Still there were some who saw this as no real ending and posit this as a structural complaint. That it was an ending substituted or tossed into the breach. That the systematic abandonment of previous detail signaled abandonment of initial purpose. That the finale in this view was in essence a re-purposing of the entire show. I don't think the end was necessarily different from was originally envisioned. The set piece of Jack opening his eyes in the first scene and closing them in the vey last speak to this. It certainly seemed; though, to turn the first four seasons into so much plot chaff and thematic detritus. And it seemed to violate principles for unitary narrative in the process. Even within the realm of television. Maybe the rules for story arcs are like the rules for episodic TV. The issues and people disappear on conflict resolution with no residual responsibility. Going into it the way they did there was no way they were not going to be knocked off their line at some or even many points. The best laid plans aft gang agley. What the network would demand when ratings began to fall, events like the writers strike were going to change what was possible. The assemblage of people who ran this kept it as coherent as manageable, and came down on the side of telling the best story they could, rather than assembling a perfect crystalline curiosity of completeness.

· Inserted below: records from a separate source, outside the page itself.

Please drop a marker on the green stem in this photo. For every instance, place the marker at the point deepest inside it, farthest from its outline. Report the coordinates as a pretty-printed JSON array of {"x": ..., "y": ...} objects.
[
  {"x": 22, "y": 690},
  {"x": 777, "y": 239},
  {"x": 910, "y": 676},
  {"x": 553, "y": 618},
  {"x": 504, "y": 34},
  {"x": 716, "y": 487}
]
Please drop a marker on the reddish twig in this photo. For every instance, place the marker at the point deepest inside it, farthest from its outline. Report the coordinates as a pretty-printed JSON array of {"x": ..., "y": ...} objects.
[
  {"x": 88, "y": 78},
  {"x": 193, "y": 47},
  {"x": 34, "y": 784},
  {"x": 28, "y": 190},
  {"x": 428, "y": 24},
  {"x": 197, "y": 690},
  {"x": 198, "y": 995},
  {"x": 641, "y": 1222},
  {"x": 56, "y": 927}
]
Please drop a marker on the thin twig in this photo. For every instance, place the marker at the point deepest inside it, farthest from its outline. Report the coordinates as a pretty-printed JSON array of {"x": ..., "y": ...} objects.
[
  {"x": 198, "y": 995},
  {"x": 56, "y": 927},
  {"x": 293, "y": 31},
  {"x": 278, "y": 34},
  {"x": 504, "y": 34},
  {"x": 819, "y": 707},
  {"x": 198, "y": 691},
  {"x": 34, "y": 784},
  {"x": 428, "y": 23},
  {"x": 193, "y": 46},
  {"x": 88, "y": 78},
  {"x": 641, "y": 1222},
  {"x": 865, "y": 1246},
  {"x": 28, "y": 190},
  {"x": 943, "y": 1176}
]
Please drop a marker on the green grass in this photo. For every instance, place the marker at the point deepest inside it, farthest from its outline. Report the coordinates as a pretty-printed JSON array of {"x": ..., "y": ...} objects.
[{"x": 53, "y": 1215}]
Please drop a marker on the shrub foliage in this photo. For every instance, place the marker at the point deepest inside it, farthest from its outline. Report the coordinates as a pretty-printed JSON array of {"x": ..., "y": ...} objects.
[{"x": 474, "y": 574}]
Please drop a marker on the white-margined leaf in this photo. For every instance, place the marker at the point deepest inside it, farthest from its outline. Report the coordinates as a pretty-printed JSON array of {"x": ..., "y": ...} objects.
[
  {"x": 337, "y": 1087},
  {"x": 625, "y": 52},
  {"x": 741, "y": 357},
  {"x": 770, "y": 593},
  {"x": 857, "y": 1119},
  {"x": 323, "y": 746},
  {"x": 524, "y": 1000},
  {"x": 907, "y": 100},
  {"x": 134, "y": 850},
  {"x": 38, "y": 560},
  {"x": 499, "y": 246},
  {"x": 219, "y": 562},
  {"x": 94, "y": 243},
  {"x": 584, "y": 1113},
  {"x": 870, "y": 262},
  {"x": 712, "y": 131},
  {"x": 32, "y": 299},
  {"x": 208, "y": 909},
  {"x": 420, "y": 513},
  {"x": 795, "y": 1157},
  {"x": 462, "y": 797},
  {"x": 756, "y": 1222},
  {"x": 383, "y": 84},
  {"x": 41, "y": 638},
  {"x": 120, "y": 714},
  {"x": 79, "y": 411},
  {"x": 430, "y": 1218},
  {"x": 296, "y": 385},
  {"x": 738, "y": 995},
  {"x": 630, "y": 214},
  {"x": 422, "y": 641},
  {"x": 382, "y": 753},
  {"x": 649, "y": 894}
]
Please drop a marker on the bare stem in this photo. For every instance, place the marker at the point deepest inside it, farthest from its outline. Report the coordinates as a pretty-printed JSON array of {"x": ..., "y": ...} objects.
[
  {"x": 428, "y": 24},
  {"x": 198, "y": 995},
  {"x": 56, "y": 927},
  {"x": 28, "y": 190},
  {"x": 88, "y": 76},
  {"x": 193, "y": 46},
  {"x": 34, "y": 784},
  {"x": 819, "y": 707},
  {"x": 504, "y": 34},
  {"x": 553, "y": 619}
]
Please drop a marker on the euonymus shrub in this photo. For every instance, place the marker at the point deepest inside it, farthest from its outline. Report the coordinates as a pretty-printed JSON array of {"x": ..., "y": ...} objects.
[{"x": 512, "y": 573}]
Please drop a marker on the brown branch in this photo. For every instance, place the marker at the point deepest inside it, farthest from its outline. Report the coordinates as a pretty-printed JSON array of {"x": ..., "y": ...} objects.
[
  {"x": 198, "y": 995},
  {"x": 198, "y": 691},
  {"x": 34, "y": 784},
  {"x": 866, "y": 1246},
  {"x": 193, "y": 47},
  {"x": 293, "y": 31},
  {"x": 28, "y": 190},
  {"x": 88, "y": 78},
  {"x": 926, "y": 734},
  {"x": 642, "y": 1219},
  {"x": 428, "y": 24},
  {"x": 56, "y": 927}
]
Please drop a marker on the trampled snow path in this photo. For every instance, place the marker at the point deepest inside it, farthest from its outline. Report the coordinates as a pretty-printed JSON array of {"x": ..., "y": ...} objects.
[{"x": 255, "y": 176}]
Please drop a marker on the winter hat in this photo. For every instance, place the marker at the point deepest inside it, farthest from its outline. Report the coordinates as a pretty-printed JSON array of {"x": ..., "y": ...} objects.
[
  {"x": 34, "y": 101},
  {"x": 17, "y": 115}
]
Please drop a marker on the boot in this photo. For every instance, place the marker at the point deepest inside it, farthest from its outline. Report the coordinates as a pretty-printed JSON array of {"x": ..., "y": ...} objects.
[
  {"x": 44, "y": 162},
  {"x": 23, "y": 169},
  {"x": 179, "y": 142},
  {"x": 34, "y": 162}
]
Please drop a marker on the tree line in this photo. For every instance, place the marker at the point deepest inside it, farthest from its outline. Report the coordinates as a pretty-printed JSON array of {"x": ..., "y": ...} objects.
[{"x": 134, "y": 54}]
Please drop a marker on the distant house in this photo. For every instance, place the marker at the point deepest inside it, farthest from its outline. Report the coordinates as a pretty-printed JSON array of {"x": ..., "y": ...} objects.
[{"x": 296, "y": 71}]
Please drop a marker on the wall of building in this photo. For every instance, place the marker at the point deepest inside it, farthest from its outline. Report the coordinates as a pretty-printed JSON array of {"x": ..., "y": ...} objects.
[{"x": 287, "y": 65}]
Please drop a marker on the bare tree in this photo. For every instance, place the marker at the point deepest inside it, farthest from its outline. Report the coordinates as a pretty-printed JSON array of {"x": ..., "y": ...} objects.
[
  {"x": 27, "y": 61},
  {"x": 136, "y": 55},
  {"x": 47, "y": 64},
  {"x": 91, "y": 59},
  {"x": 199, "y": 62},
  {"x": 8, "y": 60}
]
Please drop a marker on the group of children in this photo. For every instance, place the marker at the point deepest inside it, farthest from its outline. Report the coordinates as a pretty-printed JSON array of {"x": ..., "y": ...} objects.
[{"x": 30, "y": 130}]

I think the show succeeded but I will continue to pay attention to all the different viewpoints that don't think so. There is a logic of popular story telling telling in any society, a trap really. It asks that you flatter your audience. If it's a general audience speak to a cultures enlightened sense of itself. If a subculture tell them they are better than the dominate culture. When you are part of the intended audience you'll never see this, you only ever feel it when you're not.